企業と人材のマッチングが入社試験・面接。

これは「選別」ではなく「マッチング」なのです。企業側にも存在意義やミッションがあって、それは全体の旗印としては基本的に変わらないもの。それに賛同して、同じ方向を向いて歩いていけるかどうかを見定めるのが入社試験です。そのための基準は企業がそのタイミングで求める人材イメージによりますが、大切なのは「優秀かどうか」ではなく「合うかどうか」です。

特に昨今の人材不足・売り手市場の現状では、例えば5人定員に100人応募がありましたというようなことはまずありません。特に地方では。上記の場合であれば1次試験で何かしらの基準である程度選別して、あとは最終面接で総合的に判断ということになります。これは企業側優位の考え方に近くなります。
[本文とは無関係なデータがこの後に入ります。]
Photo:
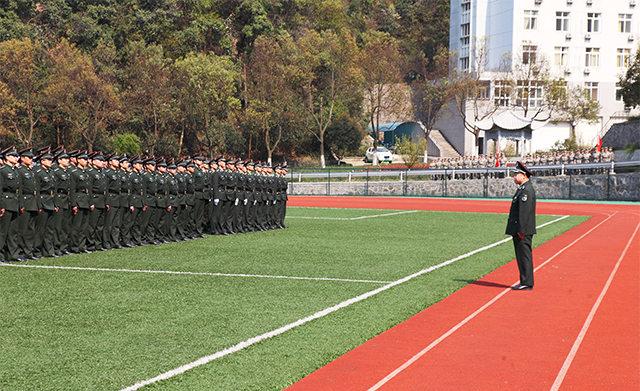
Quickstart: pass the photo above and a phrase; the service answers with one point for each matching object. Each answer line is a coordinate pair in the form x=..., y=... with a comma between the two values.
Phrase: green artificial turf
x=65, y=329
しかし売り手市場になると企業も選ばれる面が強まりますから、結果としてマッチングの要素が高まるわけです。

まとめ 〜マッチング結果が合わなくても気にしない〜

結果、入社試験でも面接試験でも「落ちた」とは考えずに「お互いに合わなかった」と考えて気にしすぎないのが一番です。合わないところに無理して入ってもストレス溜まるばかりで続かないですからね。企業側としてもその辺りかなり気をつかって選考しているはずですから、否定されたとは捉えずに適切な判断をしてもらった程度に考えましょう。

高校や大学と違って企業は下手すると40年とか同じ場所にいることになるので、最初のマッチングがとても大切になるのです。ある意味で人生の中で家族と同じくらいの時間をそこで過ごす可能性があるわけですから。

もちろん、どうしても成し遂げたいことがあって入りたい企業だったのに選考に漏れたとすれば落ち込むのも当然です。その時は二の矢をどう打つかを考えましょう。なんとしても食い下がるか、関連企業・グループ企業などに入って実績を上げて5年後の転職を目指すか。まぁ方法は色々とあります。

ちなみに最初に引用したツイートの中で「何糞と思い」という表現をしていますが、私自身は近い業界への転職だったものの専門性は1から積み上げる必要があって、しかも転職時の年齢が20代後半だったものですから即戦力として短期間での結果を求められるのは当然と考えていました。ただこれは性格的なものなので、自分が経営側に立った場合にはスタッフに対してそんな考えはしませんけれどね。

いずれ悩みすぎなくてもどこかに必ずマッチする場所はありますよ。